Introduction

Dysphagia, swallowing impairment, affects approximately one in every 25 adults per year [2] and, if untreated, can lead to aspiration pneumonia and increased mortality rates [1]. Modified Barium Swallow Studies (MBSSs) are fluoroscopy studies that allow clinicians to visualize a patient’s swallow, from the oral cavity to the esophagus, to determine the presence and nature of a swallowing impairment, and trial therapeutic interventions [14, 15]. While MBSSs are critical to the assessment and treatment of a patient with swallowing impairment, they are a fluoroscopy examination which exposes patients to ionizing radiation.

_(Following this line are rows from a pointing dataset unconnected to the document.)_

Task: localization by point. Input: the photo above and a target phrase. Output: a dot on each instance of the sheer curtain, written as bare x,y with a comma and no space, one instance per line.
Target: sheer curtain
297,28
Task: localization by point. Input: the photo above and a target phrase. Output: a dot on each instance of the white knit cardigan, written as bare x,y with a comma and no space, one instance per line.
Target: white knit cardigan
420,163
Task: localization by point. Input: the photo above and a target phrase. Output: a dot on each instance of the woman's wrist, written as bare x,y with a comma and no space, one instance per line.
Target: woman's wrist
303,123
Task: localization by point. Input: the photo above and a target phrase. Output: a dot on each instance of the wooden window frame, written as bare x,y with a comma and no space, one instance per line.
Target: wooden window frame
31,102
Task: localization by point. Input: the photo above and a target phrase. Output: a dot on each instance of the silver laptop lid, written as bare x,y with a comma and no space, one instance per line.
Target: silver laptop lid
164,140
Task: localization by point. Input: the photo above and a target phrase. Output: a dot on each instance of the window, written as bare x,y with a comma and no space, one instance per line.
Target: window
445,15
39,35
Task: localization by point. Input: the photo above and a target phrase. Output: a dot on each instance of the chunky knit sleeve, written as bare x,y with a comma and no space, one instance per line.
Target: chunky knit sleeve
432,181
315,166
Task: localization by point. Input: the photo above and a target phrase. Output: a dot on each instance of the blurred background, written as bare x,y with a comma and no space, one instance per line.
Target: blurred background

When any patient is exposed to ionizing radiation in a MBSS, it is the responsibility of the operator to ensure that the patient is adequately protected. Radiation protection philosophy has evolved over the last 100 years with a well-defined approach that can be applied to patients undergoing procedures that expose them to ionizing radiation. Any examination must be “Justified”, which means that there must be a net benefit to a patient. What this means is that the perceived benefit to the patient must exceed any corresponding risks, including those associated with ionizing radiation [8]; ICRP [11, 12].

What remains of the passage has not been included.